October 21, 2018 Leave a comment

This article was published in the Concord Monitor under the headline “The Trump-Nixon Debate”.

It is common now to read stories comparing President Trump to President Nixon. Watergate is invariably invoked.

To assess the fairness of this comparison, I think we need clarity about what Watergate was. It was so much more than a petty burglary.

Watergate was an extensive campaign of political spying and dirty tricks cooked up by President Nixon and his subordinates. The image of Watergate that we have inherited is much less than the multi-dimensional criminal enterprise it actually was.

Even now, I don’t think that all the wrongdoing of President Nixon is fully appreciated. You often hear the cliche that the cover-up was worse than the crime but in the case of Watergate, the crime was actually massive.

What began as an effort to sabotage his political opposition in the 1972 presidential race, mushroomed. The effort included: forging letters and distributing them under Democratic Party candidates’ letterheads, leaking false and manufactured items to the press, hiring goon squads to beat up demonstrators and stealing confidential campaign files.

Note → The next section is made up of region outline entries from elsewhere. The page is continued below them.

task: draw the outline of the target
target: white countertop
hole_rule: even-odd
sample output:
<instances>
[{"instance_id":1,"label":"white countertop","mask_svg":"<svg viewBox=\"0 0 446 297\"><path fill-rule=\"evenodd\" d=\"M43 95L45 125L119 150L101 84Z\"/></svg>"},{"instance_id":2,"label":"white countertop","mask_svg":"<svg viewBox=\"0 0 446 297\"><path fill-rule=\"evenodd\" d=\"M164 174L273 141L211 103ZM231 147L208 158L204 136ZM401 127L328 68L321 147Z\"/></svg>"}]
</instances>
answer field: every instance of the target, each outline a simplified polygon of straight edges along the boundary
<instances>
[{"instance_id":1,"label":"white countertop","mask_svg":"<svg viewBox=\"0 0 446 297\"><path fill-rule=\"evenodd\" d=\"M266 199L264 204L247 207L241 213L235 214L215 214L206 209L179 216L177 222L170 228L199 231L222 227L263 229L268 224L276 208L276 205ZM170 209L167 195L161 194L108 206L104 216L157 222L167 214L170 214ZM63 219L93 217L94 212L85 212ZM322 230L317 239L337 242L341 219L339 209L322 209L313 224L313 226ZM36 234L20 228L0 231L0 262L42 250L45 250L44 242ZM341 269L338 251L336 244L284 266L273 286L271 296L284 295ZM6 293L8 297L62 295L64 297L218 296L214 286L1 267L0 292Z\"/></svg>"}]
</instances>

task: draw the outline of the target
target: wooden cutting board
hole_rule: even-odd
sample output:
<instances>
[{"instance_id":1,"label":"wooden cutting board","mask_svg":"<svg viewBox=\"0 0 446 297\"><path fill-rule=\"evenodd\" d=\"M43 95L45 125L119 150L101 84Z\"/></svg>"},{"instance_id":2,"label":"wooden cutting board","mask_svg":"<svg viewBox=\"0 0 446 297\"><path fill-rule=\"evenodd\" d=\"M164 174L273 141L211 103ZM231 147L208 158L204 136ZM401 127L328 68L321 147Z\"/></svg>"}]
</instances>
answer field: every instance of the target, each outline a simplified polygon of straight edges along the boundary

While the 1972 election was a blow-out, the scope of Nixon’s crimes raise questions about the election’s legitimacy. Nixon did not play by the rules.

The fateful break-in at the Watergate Hotel was about repairing a listening device that Nixon’s team had installed at the Democratic National Committee.

Nixon wanted to neutralize anyone he perceived as standing in his way politically. He was paranoid. His enemies list started with 20 names including the reporter, Daniel Schorr, and the actor, Paul Newman. According to John Dean, White House counsel, there was a second master enemies list of 576 people, many who were supporters of Senator George McGovern, Nixon’s 1972 presidential opponent.

Nixon had a plan to undermine his enemies by means of tax audits from the Internal Revenue Service. Misusing his executive power was part of his game plan.

With Nixon’s approval, Charles Colson, Nixon’s special counsel, assembled the Plumbers, an off-the-record black bag group, that operated directly out of the White House. The Plumbers included ex-CIA operative, Howard Hunt, and ex-FBI agent ,G. Gordon Liddy. They hired out a team of right wing Cuban exiles who had Bay of Pigs experience.

The crew, paid through a slush fund provided by the Committee to Re-Elect the President or CREEP, concocted a series of criminal plots, some of which got carried out. The Plumbers broke into the office of Daniel Ellsberg’s psychiatrist looking for dirt. Ellsberg had been the leaker/whistleblower of the Pentagon Papers.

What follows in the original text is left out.